Reflections on a formal approach to building systems software
To understand whether FSCQ eliminates real problems thatarise in current file systems, we consider broad categories of bugs that have been found in real-world file systems and discuss whether FSCQ’s theorems eliminate similar bugs…
These categories are (1) violating file or directory invariants, (2) improper handling of unexpected corner cases, (3) mistakes in logging and recovery logic, (4) misusing the logging API, (5) low-level programming errors, (6) resource allocation bugs, (7) returning incorrect error codes, and (8) bugs due to concurrent execution of system calls.
Categories 1-5 are eliminated by FSCQ’s theorems and proofs. Incorrect error codes (6) can only occur where the specification does not say exactly which error code should be returned – the spec. could be extended to do this at the cost of more complex specs and proofs. Bugs due to concurrent execution of system calls (8) can’t occur since the FSCQ prototype does not support multi-threading. That just leaves (6): FSCQ will never lose resources, but the spec. doesn’t require the system to be out of resources to return an out-of-resource error. This class of bugs could be eliminated by strengthening the spec.

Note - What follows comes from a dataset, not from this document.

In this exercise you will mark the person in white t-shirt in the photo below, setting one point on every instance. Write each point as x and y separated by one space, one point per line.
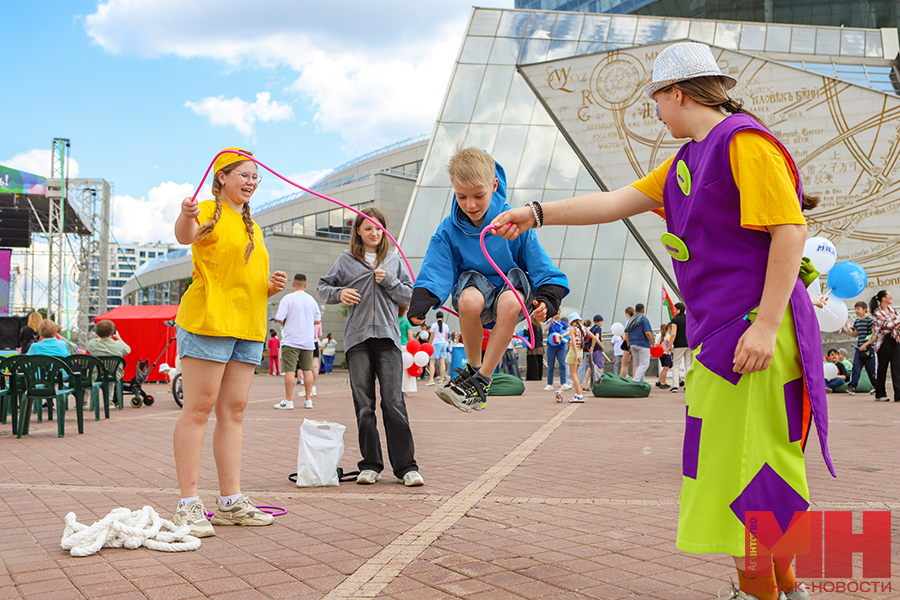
440 331
298 314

A (more) interesting question is how much effort is required to modify FSCQ, after an initial version has been developed and certified. Does adding a new feature to FSCQ require reproving everything, or is the work commensurate with the scale of the modifications required to support the new feature?
Several case studies show that incremental extension of FSCQ does indeed only require work commensurate with the scale of the modifications.

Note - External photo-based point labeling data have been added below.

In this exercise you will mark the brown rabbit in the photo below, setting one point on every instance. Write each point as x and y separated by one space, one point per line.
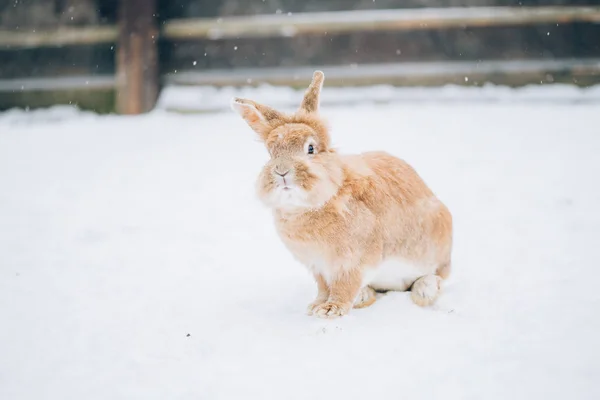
360 223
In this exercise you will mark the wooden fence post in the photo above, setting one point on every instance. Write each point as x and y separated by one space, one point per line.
137 58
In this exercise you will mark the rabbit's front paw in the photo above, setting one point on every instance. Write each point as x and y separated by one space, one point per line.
310 310
330 310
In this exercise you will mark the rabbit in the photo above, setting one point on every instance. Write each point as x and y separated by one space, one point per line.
361 224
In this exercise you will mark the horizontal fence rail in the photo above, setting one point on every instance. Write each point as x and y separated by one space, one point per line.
312 23
59 37
405 73
373 20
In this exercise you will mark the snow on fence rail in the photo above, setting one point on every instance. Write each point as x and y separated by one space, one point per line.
318 22
137 32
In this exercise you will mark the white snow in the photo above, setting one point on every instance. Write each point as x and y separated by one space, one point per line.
210 98
119 236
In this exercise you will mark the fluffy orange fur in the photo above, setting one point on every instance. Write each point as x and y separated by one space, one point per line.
360 223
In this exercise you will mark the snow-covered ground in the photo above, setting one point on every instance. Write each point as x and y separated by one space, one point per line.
136 263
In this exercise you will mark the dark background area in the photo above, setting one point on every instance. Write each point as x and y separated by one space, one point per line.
497 43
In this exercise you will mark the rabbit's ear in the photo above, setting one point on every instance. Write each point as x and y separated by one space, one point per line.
262 119
311 96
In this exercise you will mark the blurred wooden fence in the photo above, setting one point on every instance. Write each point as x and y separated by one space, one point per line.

Although FSCQ is not as complete and high-performance as today’s high-end file systems, our results demonstrate that this is largely due to FSCQ’s simple design. Furthermore, the case studies indicate that one can improve FSCQ incrementally. In future work we hope to improve FSCQ’s logging to batch transactions and to log only metadata; we expect this will bring FSCQ’s performance closer to that of ext4’s logging. The one exception to incremental improvement is multiprocessor support, which may require global changes and is an interesting direction for future research.